Infertility can be a Symptom of Endometriosis, but Pregnancy may be Possible with Treatment
Endometriosis, an often-painful condition experienced by millions of women and girls in their child-bearing years all over the world, happens when the tissue that lines the uterus also grows outside the uterus. Usually this tissue, called endometrium, is found in the abdomen, but can occur in other places in the body.
Just like the tissue inside your uterus, the misplaced endometrial tissue outside the uterus gets thicker, breaks down and sheds during your menstrual cycle. However, because it has no way of leaving the body, it can cause internal bleeding, inflammation, cysts or scar tissue.
Symptoms of endometriosis can include:
- Painful periods (both before and during)
- Heavy periods or bleeding between periods
- Pain with urination or bowel movements, especially during your period
- Pain during or after intercourse
- Gastrointestinal symptoms such as diarrhea, bloating, nausea or constipation
- Women with endometriosis may also suffer from chemical sensitivities, allergies and more frequent yeast infections
Some women don’t experience any of these symptoms, or may have just one or two very mild symptoms. Because many of these symptoms can also be caused by other illnesses, and because the severity of pain experienced by different women varies greatly, endometriosis may be misdiagnosed at first. To confirm an endometriosis diagnosis, your doctor may conduct a pelvic exam, an ultrasound, or laparoscopy.
For some women, the only symptom of endometriosis is difficulty getting pregnant; between one-third and one-half of women with endometriosis have trouble conceiving.
Is pregnancy possible with endometriosis?
Many women with endometriosis worry about whether they’ll be able to become pregnant and carry a baby to term. When endometriosis affects the ovaries or fallopian tubes, normal reproduction can be disrupted.
About one-third of women with endometriosis are able to get pregnant without any fertility treatment. For others, infertility treatments such as in vitro fertilization or hormonal treatments may be effective non-surgical options.
What causes endometriosis?
No one definite cause of endometriosis has been identified. You may be at higher risk for developing endometriosis if your mother, sister or another close family member had it, if you have never given birth before, or if you have a history of pelvic infections.

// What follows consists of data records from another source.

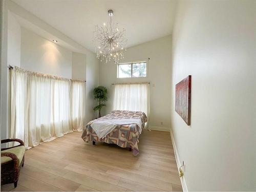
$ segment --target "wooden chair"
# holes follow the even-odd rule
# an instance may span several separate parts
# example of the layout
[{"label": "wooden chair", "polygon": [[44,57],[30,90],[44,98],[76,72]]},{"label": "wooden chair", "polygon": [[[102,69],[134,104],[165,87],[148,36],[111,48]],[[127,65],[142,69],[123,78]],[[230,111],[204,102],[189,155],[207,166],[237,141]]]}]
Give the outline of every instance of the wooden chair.
[{"label": "wooden chair", "polygon": [[1,143],[18,142],[19,145],[1,148],[1,184],[14,183],[17,186],[20,168],[24,165],[25,147],[18,139],[2,140]]}]

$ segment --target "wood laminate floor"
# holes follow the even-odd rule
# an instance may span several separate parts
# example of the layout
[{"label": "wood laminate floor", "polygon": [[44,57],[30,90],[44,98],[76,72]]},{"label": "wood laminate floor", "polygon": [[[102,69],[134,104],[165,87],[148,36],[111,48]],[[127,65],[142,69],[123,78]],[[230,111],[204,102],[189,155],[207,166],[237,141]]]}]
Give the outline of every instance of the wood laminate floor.
[{"label": "wood laminate floor", "polygon": [[2,191],[182,191],[169,132],[144,130],[140,154],[73,132],[25,153],[18,185]]}]

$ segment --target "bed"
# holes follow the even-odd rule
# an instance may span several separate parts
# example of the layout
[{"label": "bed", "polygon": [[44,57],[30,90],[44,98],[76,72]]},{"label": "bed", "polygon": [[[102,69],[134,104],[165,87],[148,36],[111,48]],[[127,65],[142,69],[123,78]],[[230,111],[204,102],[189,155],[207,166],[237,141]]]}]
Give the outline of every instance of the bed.
[{"label": "bed", "polygon": [[[132,123],[127,124],[119,124],[120,122],[135,122],[139,120],[139,123]],[[147,118],[144,113],[131,111],[114,110],[101,118],[89,122],[84,129],[82,139],[86,142],[99,141],[107,143],[115,144],[121,147],[130,148],[134,156],[139,154],[139,137],[144,128]],[[92,128],[95,124],[102,122],[113,122],[115,126],[113,131],[103,138],[99,138]],[[93,126],[94,125],[94,126]],[[95,131],[96,129],[95,129]],[[98,132],[97,132],[98,133]]]}]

What treatment options are available for endometriosis?
Treatment may include over-the-counter pain medications, hormone therapy (such as hormonal contraceptives), or surgical treatment. For treatment at home, some women find comfort in warm baths or heating pads. Getting regular exercise can help, too.
However, if you are trying to get pregnant, contraceptives and surgeries such as hysterectomies are not options. When you’re trying to conceive, it may make sense to explore whether you are a candidate for surgery that might remove the endometriosis while still preserving your uterus and ovaries. In vitro fertilization may be recommended as another alternative to try to help you conceive.
Pregnancy will not cure endometriosis, although it may temporarily halt symptoms. Likewise, when you hit menopause, unless you are taking estrogen, symptoms of endometriosis should end permanently.
An endometriosis diagnosis does not mean that you will not be able to have a baby. Although there are no guarantees, there may be treatment options that can help you both get relief from your symptoms and become pregnant.